[Foundation-l] Should we offer to host citizendium?
Kim Bruning
kim at bruning.xs4all.nl
Sat Dec 11 21:58:02 UTC 2010
On Fri, Nov 12, 2010 at 08:17:06PM -0800, phoebe ayers wrote:
> On Fri, Nov 12, 2010 at 11:05 AM, David Gerard <dgerard at gmail.com> wrote:
> > On 12 November 2010 17:34, Anthony <wikimail at inbox.org> wrote:
> >
> >> These are all questions which would have to be answered before WMF
> >> should even consider getting involved. ?To cover itself legally it
> >> should have the agreement of Larry Sanger, the Tides Center, and at
> >> least a majority of the Management Counsel
> >> (http://en.citizendium.org/wiki/CZ:Management_Council).
> >
> >
> > This would be WMF just providing ISP services for free, no more liable
> > than Slicehost presently are.
>
> You know what would be kind of awesome? If there was a neutral hosting
> service -- by which I mean neutral hosting and technical support
> service -- for a whole variety of small free content projects that
> don't truly have the capacity to run independent technical
> organizations but are otherwise fairly stable. We've seen two such
> organizations brought up on Foundation-l just this year -- the
> fanhistory wiki and now Citizendium -- both of which need stable
> hosting, people who understand MediaWiki, and maybe even a bit of an
> organizational platform (like fundraising support) too. This platform
> could be a hosting service that was geared towards free and
> participatory projects, the upstart free content of the web.
>
> Such a hosting service would be a commons approach to this problem,
> with the costs and burden shared not just among the small projects but
> perhaps among the big ones too: I can see the big free culture
> organizations (us, Mozilla, Creative Commons, etc.) pitching in to
> such a thing in order to have a space to direct small projects to.

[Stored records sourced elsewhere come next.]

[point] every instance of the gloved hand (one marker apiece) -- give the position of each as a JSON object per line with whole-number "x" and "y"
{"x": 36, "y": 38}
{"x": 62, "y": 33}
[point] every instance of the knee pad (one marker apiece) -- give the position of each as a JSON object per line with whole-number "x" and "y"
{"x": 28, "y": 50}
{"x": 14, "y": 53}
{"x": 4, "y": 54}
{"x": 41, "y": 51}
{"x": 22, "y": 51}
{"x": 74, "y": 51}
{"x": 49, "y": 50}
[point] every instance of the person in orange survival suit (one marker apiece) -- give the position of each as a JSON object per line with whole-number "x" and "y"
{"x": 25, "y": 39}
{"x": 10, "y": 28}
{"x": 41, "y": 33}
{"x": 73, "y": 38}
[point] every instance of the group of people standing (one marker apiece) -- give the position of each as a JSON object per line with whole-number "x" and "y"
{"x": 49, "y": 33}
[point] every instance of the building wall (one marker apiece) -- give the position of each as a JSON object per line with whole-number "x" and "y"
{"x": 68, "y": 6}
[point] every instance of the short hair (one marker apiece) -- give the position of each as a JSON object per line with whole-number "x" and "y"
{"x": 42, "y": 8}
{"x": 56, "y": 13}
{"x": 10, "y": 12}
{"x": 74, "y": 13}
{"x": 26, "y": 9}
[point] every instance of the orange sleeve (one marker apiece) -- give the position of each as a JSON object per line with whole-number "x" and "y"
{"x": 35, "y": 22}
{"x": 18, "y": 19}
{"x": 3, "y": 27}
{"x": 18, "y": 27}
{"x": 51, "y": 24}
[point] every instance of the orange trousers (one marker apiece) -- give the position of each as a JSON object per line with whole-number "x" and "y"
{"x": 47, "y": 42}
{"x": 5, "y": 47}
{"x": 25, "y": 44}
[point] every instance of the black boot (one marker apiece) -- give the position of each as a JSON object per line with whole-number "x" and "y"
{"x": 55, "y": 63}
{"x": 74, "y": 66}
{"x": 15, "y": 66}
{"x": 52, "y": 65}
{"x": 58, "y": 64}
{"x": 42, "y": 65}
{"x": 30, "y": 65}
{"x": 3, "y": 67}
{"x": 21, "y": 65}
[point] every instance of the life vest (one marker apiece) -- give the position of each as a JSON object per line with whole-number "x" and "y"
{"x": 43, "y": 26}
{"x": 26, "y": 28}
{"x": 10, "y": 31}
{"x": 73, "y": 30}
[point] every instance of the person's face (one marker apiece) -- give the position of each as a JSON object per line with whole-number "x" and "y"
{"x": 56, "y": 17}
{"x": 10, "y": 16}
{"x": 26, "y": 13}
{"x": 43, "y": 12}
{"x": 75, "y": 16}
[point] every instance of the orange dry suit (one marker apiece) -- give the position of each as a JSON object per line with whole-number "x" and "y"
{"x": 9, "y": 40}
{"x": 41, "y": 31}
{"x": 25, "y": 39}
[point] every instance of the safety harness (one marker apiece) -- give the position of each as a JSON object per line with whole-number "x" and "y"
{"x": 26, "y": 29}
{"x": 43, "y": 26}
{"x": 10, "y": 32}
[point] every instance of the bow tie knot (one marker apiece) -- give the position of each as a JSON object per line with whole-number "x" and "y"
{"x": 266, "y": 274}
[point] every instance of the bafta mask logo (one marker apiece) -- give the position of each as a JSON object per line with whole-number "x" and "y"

> This would be different from wiki hosting because perhaps all the
> projects wouldn't even be a wiki, as we understand them now; and there
> would be room for Citizendium's funky branch of MediaWiki and every
> other hack you can think of. And it would be neutral ground: not
> necessarily tied to the values of our Foundation or anyone else's.
>
> What do you think? Does such a thing exist already? Would it work?
>
Phoebe: Maybe I'll do it. I've been working out costs for running
virtual servers and cloud services in spreadsheets (and I
have one virtual host running live).
Now that I've got a small, self sustaining pilot running, I'm not
entirely sure what to *do* with the remaining capacity. It's turning out
to be a solution looking for a problem.
Now your suggestion looks like a problem looking for a solution. ;-)
In fact I've already started doing some hosting for oss/wiki type folks
on my (ostensibly commercial) system as things stand now. With a
little help from a cloud-type-person from fedora project (BCCed), I
should be able to scale up as needed.
Scaling up *would* require some sort of financial committments from
people using the system. But that would be (considerably!) less than
Eur100/month (depending on requirements). People who can afford to pay
a little would effectively support those who can't afford to pay.